Die Hauptblütezeit ist Februar bis Mai. Bei sehr guten Bedingungen kann sie fast das ganze Jahr über blühen. Die eigentlichen Blüten sind klein und unauffällig und an dem gedrehten Kolben sitzen. Das was so auffällig rot ins Auge fällt, ist ein gefärbtes Hochblatt, das sehr lange hält. Diese lackroten Blüten sind auch als exotische Schnittblumen bekannt.

Standort
Die Anthurien lieben den Aufenthalt im feuchtwarmen Blütenfenster. Die blühenden Pflanzen nehmen aber auch mit einem hellen, warmen Fensterplatz vorlieb. Doch allzu grelle Sonne ist nicht angebracht. Bei großer Trockenheit und Sonne rollen sie dann die Blätter ein. Eine hohe Luftfeuchtigkeit ist für diese Pflanze sehr gut.

Pflege
Reichlich gießen, aber mit lauwarmen und entkalktem Wasser. Nur dann, wenn die Anthurie kühler steht, bekommt sie weniger Wasser (im Dezember/Januar). In dieser Zeit wird auch nicht gedüngt. Während der Wachstumszeit besprüht man sie öfter mit weichem, warmen Wasser. Aufpassen beim Düngen, Anthurien sind salzempfindlich, darum düngt man alle 14 Tage mit flüssigem Dünger. Überdüngte Erde ersetzt man bei Austriebsbeginn durch neue Blumenherde.
Dann aber das Anthurim tiefer pflanzen. Wachsen die Wurzeln aus dem Topf, dann die Pflanzen vorsichtig umtopfen (im Frühjahr)

Vermehrung
Am einfachsten teilt man Pflanzen beim Umtopfen. Sehr oft kann man auch bewurzelte Seitentriebe abtrennen.

Überwinterung
Auch im Winter können sie im normal geheizten Zimmer stehen, wenn man sie häufig besprüht (nicht die Hochblätter besprühen). Zur Zeit der Knospenbildung ist für 6 Wochen ein etwas kühlerer Platz (15 Grad) angebracht.
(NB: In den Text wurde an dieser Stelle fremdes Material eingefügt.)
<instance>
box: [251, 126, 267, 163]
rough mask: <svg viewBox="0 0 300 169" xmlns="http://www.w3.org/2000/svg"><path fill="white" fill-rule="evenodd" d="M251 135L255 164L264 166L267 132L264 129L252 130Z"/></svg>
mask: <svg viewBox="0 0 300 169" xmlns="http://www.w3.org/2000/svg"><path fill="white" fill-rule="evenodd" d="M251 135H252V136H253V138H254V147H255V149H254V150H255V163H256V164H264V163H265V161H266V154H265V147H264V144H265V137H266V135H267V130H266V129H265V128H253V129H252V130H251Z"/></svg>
Krankheiten und Schädlinge
Färben sich die Blattspitzen gelbbraun, dann ist das Wasser zu kalkhaltig. Rollen sich die Blätter vom Rand her ein, kann die grelle Sonne daran schuld sein. Eingetrocknete Blattränder sind ein Zeichen für zu trockene Luft. Bei Staunässe faulen die Wurzeln.
Spezifische Schädlinge, die die Anthurie befallen können, sind Blattläuse, Spinnmilben und Schildläuse. Sie werden mit den üblichen Mitteln bekämpft.

Tipp
Anthurien wachsen besonders gut in Hydrokultur.